Posted by Adam Roberts on 06/05/08 at 09:15 AM
From Michael Chabon’s new collection of essays, Maps and Legends: ‘All novels are sequels; influence is bliss.’
Chabon seems unafraid of sweeping sentences that begin with the word ‘all’. He also claims ‘all literature, highbrow or low, from the Aeneid onward, is fan fiction.’ The lead article in this week’s TLS is a review of Chabon’s book, and also of David Hajdu’s The Ten-Cent Plague: the great comic-book scare and how it changed America, both of which seem kind-of interesting.
Purposefully half-wit. Meant to provoke. A heuristic. Sort of like “We Agree?
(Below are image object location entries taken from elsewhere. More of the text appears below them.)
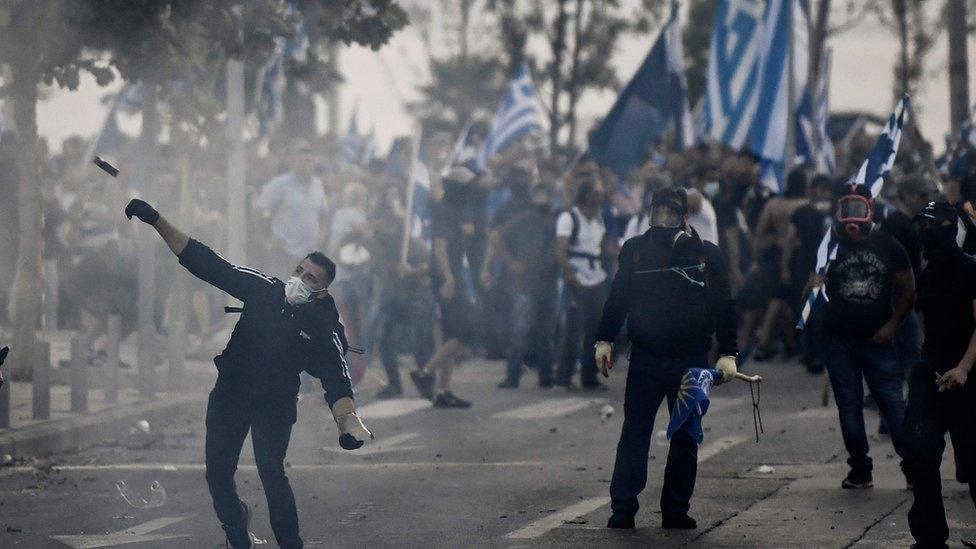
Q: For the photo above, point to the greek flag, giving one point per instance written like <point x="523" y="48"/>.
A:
<point x="874" y="171"/>
<point x="825" y="159"/>
<point x="691" y="402"/>
<point x="654" y="100"/>
<point x="767" y="136"/>
<point x="351" y="142"/>
<point x="518" y="115"/>
<point x="733" y="71"/>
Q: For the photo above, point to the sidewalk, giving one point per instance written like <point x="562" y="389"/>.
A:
<point x="67" y="430"/>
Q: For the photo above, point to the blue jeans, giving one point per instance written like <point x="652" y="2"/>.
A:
<point x="649" y="381"/>
<point x="848" y="361"/>
<point x="532" y="331"/>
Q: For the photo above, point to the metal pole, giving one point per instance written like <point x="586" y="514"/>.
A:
<point x="41" y="381"/>
<point x="113" y="363"/>
<point x="79" y="374"/>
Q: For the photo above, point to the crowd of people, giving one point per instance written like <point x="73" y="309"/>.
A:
<point x="514" y="260"/>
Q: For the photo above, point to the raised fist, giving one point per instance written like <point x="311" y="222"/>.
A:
<point x="142" y="210"/>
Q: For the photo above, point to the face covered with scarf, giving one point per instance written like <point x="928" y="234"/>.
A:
<point x="938" y="226"/>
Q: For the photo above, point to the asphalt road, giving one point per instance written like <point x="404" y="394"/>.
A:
<point x="523" y="468"/>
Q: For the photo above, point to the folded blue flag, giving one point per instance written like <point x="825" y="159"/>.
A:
<point x="692" y="402"/>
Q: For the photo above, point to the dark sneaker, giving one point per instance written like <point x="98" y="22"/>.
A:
<point x="448" y="400"/>
<point x="508" y="383"/>
<point x="620" y="520"/>
<point x="594" y="387"/>
<point x="682" y="522"/>
<point x="763" y="355"/>
<point x="857" y="480"/>
<point x="424" y="383"/>
<point x="240" y="537"/>
<point x="390" y="391"/>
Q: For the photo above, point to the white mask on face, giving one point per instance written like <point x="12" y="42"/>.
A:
<point x="297" y="292"/>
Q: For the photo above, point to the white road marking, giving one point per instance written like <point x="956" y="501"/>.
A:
<point x="557" y="519"/>
<point x="712" y="449"/>
<point x="829" y="412"/>
<point x="184" y="467"/>
<point x="391" y="444"/>
<point x="139" y="533"/>
<point x="384" y="409"/>
<point x="553" y="407"/>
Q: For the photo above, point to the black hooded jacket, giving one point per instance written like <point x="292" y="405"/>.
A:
<point x="273" y="341"/>
<point x="671" y="313"/>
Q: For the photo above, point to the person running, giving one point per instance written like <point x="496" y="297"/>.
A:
<point x="286" y="328"/>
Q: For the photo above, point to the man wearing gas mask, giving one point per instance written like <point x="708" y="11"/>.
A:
<point x="871" y="290"/>
<point x="286" y="328"/>
<point x="673" y="291"/>
<point x="941" y="396"/>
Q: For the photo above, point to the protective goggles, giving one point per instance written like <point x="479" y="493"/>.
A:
<point x="854" y="208"/>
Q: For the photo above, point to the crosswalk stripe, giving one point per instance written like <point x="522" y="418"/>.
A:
<point x="557" y="519"/>
<point x="553" y="407"/>
<point x="385" y="409"/>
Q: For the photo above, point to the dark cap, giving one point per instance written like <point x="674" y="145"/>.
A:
<point x="674" y="198"/>
<point x="938" y="213"/>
We Don’t?”
A purposefully half-wit heuristic counterpart would be: All novels are original; influence is bane.
It’s a style? Is it not? Does it pretend too much to unwarranted conclusion, in a critical form? Or is it primarily imaginative? Is it not?
All heuristics are half-wit. None are.
We don’t agree? We do?
I wonder how much the hyperbole of statements like these just serves to cover over the banality of the observation. After all, is he saying anything but that an individual novel, as a work within the novel genre, is influenced by the fact that it is part of a genre filled with previous novels, and that this is a good thing? Whoah! Hold onto your hats, folks!
Though, that said, as a gesture it’s an interesting one. He seems to be trying to place novels that don’t try to re-invent the wheel in a position of centrality, a much more “auteur” style of novel criticism than the way we often treat with each work strictly on its own individual merits. Auteur criticism has its drawbacks of course, but it’s also true that Typee is much more interesting for having been written by that guy who wrote Moby Dick. Just like watching bad Hitchcock is better if you’ve seen good Hitchcock, placing an individual novel within a larger continuum of works makes them all more, not less, interesting.
There was an article today on Paul Pierce of the Celtics and the way in which he has accepted the burden of measure and reformulated the greatness of past players in his own way rather than trying to overshadow them – not unlike the Poundian maxim to ‘make it new’, where ‘it’ (as Lois Menand recently wrote) is history, the past artifacts of culture. Perhaps also not unlike what Chabon is saying here? An interesting little parallel, I thought.
All novels are fan fictions; also, if you examine a brain, you will notice astounding similarities with a computer. Brains have “hardware” and “software”; they have a lot of “things” that in the service of extending this questionable computer metaphor I will put in “quotes.”
Honestly, the anxiety of influence just gets really creepy when it’s presented in inverted form as bliss, and when it pseudo-authorizes a contemporary novelist of distinction to lump himself in with Virgil.
‘all literature, highbrow or low, from the Aeneid onward, is fan fiction.’
Spoken like someone who has absolutely no idea what contemporary fan culture is like, nor the origins of the term ‘fan fiction.’ Authors do more damage with shit like this than they realize, legitimizing the pathologies of fan culture.
My claim that Austen’s novels are Mary Sues has been scorned. But how often does a sarcastic daughter of an improvident father get to marry a fine gentleman who loves her for her sarcasm?